I must admit that this is the opposite of what I expect of techno-thrillers. Certainly in my days as a fan snapping up the genre's latest releases, I personally favored the much more big picture-oriented style of the older Larry Bond (seen in his works up through Cauldron)--and Stanton's taking his very different approach did make for rather a slow start to the story. Nonetheless, some of the characterization was interesting--even if it was the relatively minor figure of the expert on the British super-bomb that held my attention (the physicist Dr. Marcus Zweig, his careerism and compromises, his interactions with the military personnel he must work with and the gulf of misunderstanding between them, all rather intelligently written), rather than the interactions of the principals. Additionally, if its treatment often felt overlong the relationship between Helen and John proves to be a bit more than just a love story tossed into the mix to pad out the book and broaden the market.

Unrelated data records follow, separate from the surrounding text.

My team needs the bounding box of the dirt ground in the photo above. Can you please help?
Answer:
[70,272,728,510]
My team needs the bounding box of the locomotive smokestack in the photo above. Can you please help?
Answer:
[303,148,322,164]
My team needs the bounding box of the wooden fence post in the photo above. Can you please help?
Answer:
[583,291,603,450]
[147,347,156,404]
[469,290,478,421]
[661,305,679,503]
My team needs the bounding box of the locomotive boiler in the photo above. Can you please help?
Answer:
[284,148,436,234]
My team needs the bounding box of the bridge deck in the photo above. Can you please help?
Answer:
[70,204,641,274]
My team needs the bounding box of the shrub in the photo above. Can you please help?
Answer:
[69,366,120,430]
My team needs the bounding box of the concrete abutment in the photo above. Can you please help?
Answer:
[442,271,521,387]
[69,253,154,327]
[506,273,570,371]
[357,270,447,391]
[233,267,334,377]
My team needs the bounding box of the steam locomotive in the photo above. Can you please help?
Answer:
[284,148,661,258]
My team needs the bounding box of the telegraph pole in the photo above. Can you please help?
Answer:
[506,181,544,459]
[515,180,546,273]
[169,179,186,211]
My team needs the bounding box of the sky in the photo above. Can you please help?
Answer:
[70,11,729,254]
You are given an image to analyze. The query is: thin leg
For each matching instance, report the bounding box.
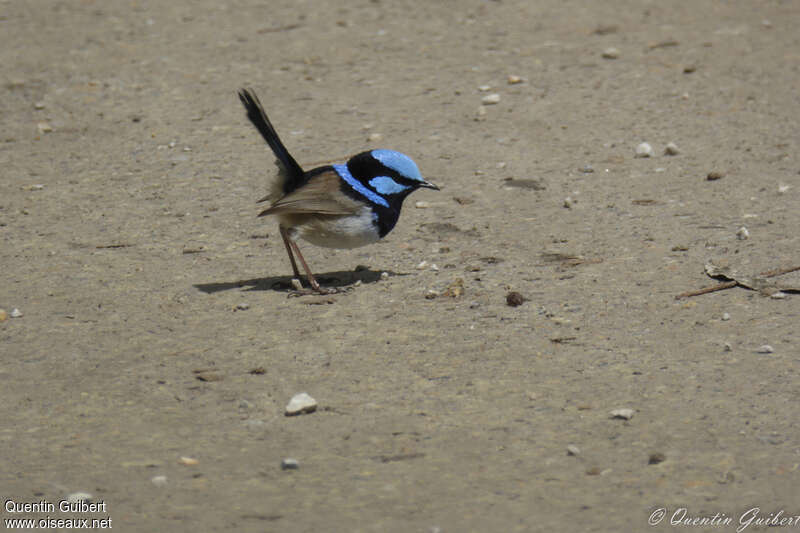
[279,226,308,278]
[289,239,327,293]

Meanwhile, even if the time devoted to the characters was not matched by its contribution to the interest of the story, the unfolding of the premise did provide the requisite suspense, which, if less well-detailed in many respects than I would have liked, struck me as competently thought out. In fact, the aspects of the story to which Stanton was more attentive seemed drawn with greater verisimilitude than any comparable thriller dealing with the '60s-era British armed forces of which I know.3 The interest of all this as novelty was enhanced by the novel's time capsule-like quality--a portrayal of a tanker navigator guiding his plane by the sun in particular coming to mind. Similarly conventional to the genre, but unique in being presented in a Britain-centered work, is the stress on the world power standing of the protagonist nation--as a country which has forces active all around the globe, which takes the lead in dealing with crises so far from home, which develops super-bombs other nations cannot match.4 All that seems to me plenty to give it a larger place in the history of its genre than the book seems to enjoy.

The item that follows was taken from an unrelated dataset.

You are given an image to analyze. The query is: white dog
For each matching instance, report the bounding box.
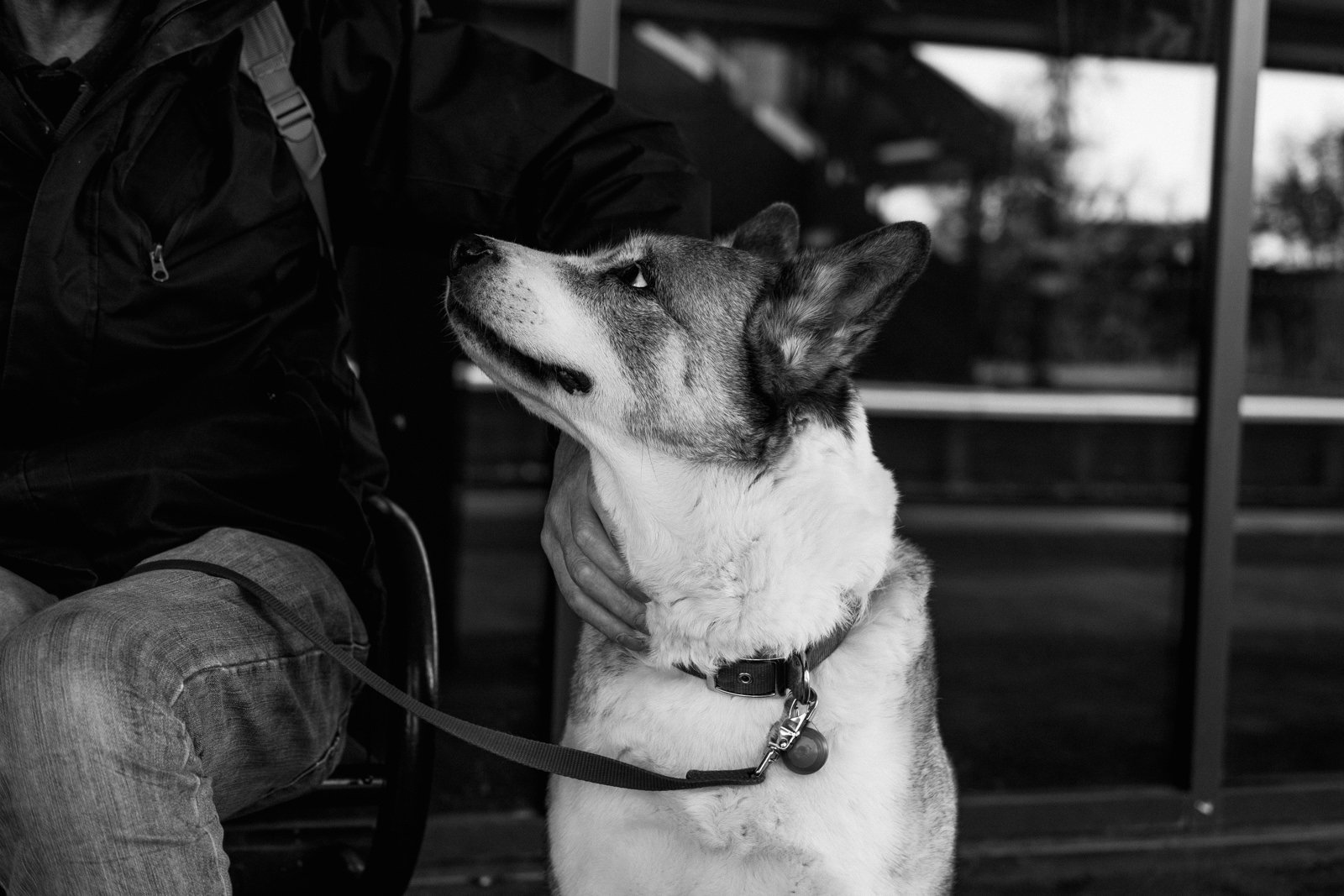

1. This string of possessions originally grew out of the old imperial interest in India, now lapsed, but had since acquired an interest in their own right. (Malayan rubber became surprisingly important to Britain's balance of payments; while the value of the Persian Gulf oilfields exploded.) Plus the U.S. was too absorbed in East Asia (dealing with Korea, China, Vietnam) to pay this region so much mind.
2. At the time 100-megaton bombs were a genuine preoccupation of the participants in the nuclear arms race, though the largest device ever actually detonated was the 50-megaton Soviet Tsar Bomba.

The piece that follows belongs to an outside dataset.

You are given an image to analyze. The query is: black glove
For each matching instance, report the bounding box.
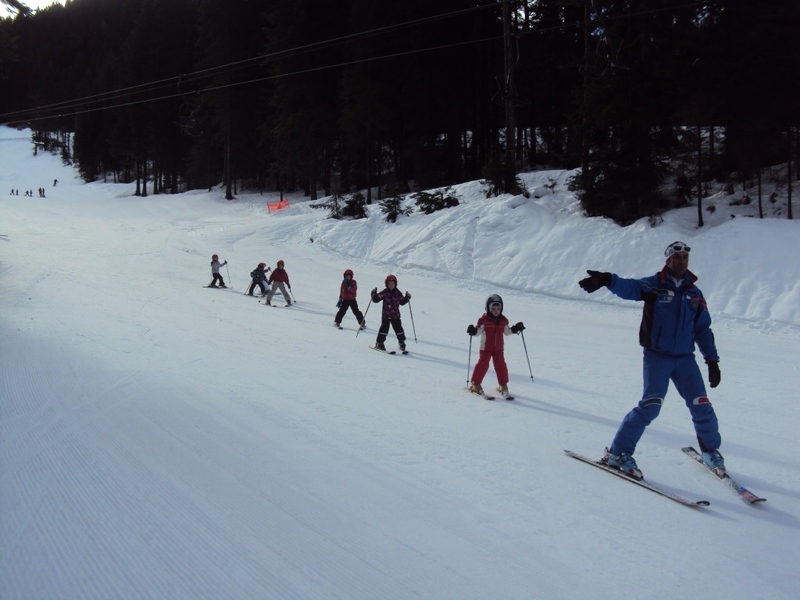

3. By contrast, in Ian Fleming's story of the hijacking of a V-bomber, Thunderball, some aspects of the technology's handling appear very credible, as with hijacker Giuseppe Petacchi's navigation of his plane, while others--like the seating arrangement in the aircraft--come off as awfully hazy.
4. As the bomber bearing the deadly burden makes its way from Britain to the Crimean peninsula, Stanton rather strikingly describes the lands it flies over, the people who look up in awe at this display of British power and reach.